June 6, 2009. I didn't really plan to write this piece. All I wanted to do was sit down in my favorite chair with my morning cup of coffee and read the newspaper (The Sacramento Bee). Listed among the top stories of the day was "teen infected with HIV by his own father's deliberate injection...." I didn't finish reading the teaser. What kind of person would inject his son with the AIDS virus? According to the article, a person who didn't want to pay child support injected his 11-month old son with tainted blood. The father is in prison for life and the son, now a young adult, says he's forgiven him because "God wants us to forgive people." I stopped reading the story with that line. Despite the noble sentiment expressed by the young man, who is graduating from high school despite his disease, I could not help but think of the implication of his belief. Did this god want his father to try to kill him so he could grow up and show forgiveness? Did this god use both of them for a "teaching moment"?

On the same page as the "Teen Triumphs Over AIDS" story was one about a "struggling South Dakota rancher" who won $232 million in a Powerball lottery. I stopped reading that story when the 23-year-old winner was quoted as saying: "I want to thank the Lord for giving me this opportunity and blessing me with this great fortune." Does he really think "the Lord" had anything to do with his winning the lottery? I suppose he does, and I began to wonder what else people might think that this lord god has been up to recently. All of what follows came from just one day's news. (Here you can bring in the background music...I read the news today, oh boy....)

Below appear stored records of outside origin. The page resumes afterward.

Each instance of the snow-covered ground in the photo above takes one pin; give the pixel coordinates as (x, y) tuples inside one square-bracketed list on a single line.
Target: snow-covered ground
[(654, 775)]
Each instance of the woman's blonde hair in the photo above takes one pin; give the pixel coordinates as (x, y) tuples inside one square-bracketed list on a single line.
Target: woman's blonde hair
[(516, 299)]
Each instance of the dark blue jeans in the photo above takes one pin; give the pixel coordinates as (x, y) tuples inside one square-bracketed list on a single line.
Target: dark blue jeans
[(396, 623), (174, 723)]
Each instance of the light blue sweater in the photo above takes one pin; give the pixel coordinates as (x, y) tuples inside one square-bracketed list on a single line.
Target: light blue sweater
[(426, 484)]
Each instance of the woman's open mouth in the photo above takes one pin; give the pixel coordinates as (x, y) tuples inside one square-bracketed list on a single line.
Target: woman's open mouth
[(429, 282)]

Some folks might think the Lord God is really messing with people's heads by giving them contradictory advice on economic issues. Clearly, this god favors some companies over others. He certainly likes CEOs more than he likes laborers. Maybe they have better prayer rituals or practice secret human sacrifice like the ancient Jews, Inca, and Maya.

Some think the lord wants PE classes cut from community colleges' curricula; others think the lord wants people to exercise. Some think the lord wants to give people in the community a chance to be virtuous by closing down mental health facilities and dumping the mentally ill on the streets where they can depend on the kindness of strangers. (Soul-making is one of this god's chief reasons for allowing evil, according to some philosophers.)

Some think the lord watched over a local high school speech and debate team and led them to some sort of championship. Some are sure the lord wants us to rid our state (California) of undocumented workers (also called illegal aliens) to solve our budget crisis. Some think that this god led a movie star to withdraw as commencement speaker at UCLA so other scheduled speakers, Arianna Huffington and Oliver Stone, could get more attention. California legislators are divided on the lord's will regarding cutting college financial aid programs. Some think this god wants to do away with all financial aid. Others think this god wants us to continue to help the poor.

Some think this god inspired a pyromaniac to set a forest on fire that killed five firefighters, allowing a jury to sentence him to death and remind us that we reap what we sow. This god also led a police detective to murder the wife of her ex-boyfriend—the lady cop shot the wife a couple of times and beat her to death—so she could be caught twenty years later and demonstrate that this god's recent action that has led to a lull in the murder rate in Los Angeles was purposive: it gave investigators time to review cold cases (unsolved murders). This god seems to like cold cases. They remind us of our weaknesses.

This god may have led a trucker to sexually abuse his two stepdaughters with the knowledge of his wife (the children's mother) for some mysterious purpose. He also let a 90-year-old woman remain stuck in a bathtub for three days to give her the chance to show her resilience and ingenuity at surviving by drinking water out of a rubber duck. This god also caused $10,000 in cash to be blowing about on a local highway, and killed two people by running them over with trains in the Bay Area. In one case, He used a pit bull (perhaps named Son of Sam) to pull a woman into the path of an oncoming train. This god is also giving a Broadcom co-founder a chance to redeem himself by having him charged with all kinds of bad things involving sex and drugs.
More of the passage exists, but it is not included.